In this tutorial, you’ll extract complex, structured data from text.

Time: 25-30 minutes

What You’ll Build

An entity extractor that pulls structured information from news articles and emails.

Prerequisites

  • Completed Tutorial 2
  • OPENAI_API_KEY set in your environment
library(dsprrr)
#> 
#> Attaching package: 'dsprrr'
#> The following object is masked from 'package:methods':
#> 
#>     signature
library(ellmer)
library(tibble)

chat <- chat_openai()
#> Using model = "gpt-4.1".

Step 1: Multiple Output Fields

So far you’ve seen single outputs like -> answer or -> sentiment. Add more outputs with commas:

sig <- signature("text -> sentiment, confidence: number")

extractor <- module(sig, type = "predict")

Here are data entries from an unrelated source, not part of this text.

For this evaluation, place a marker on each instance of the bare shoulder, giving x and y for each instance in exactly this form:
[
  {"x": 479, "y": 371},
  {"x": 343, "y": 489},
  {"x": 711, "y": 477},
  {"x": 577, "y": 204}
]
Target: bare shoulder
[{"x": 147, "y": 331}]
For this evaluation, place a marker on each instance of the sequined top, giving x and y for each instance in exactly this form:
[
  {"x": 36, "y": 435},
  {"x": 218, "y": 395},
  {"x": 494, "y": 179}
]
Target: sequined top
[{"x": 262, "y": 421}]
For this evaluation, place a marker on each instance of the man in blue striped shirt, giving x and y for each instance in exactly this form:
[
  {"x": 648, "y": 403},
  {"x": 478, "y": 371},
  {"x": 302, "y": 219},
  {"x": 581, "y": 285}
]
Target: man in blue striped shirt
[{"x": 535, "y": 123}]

run(extractor, text = "This product is absolutely fantastic!", .llm = chat)
#> $sentiment
#> [1] "positive"
#> 
#> $confidence
#> [1] 0.98

You get back both sentiment and confidence in a structured result.

Try another:

run(extractor, text = "It was okay, nothing special.", .llm = chat)
#> $sentiment
#> [1] "neutral"
#> 
#> $confidence
#> [1] 0.85

Notice the confidence is lower for ambiguous text.

Step 2: Typed Multiple Outputs

Add types to each output field:

sig <- signature(
  "review -> sentiment: enum('positive', 'negative', 'neutral'), stars: int, summary: string"
)

analyzer <- module(sig, type = "predict")

result <- run(
  analyzer,
  review = "I've been using this blender for 6 months now. It's incredibly powerful and easy to clean. The only downside is it's quite loud. Overall, I'm very happy with it.",
  .llm = chat
)

result
#> $sentiment
#> [1] "positive"
#> 
#> $stars
#> [1] 4
#> 
#> $summary
#> [1] "Powerful and easy-to-clean blender, but a bit loud."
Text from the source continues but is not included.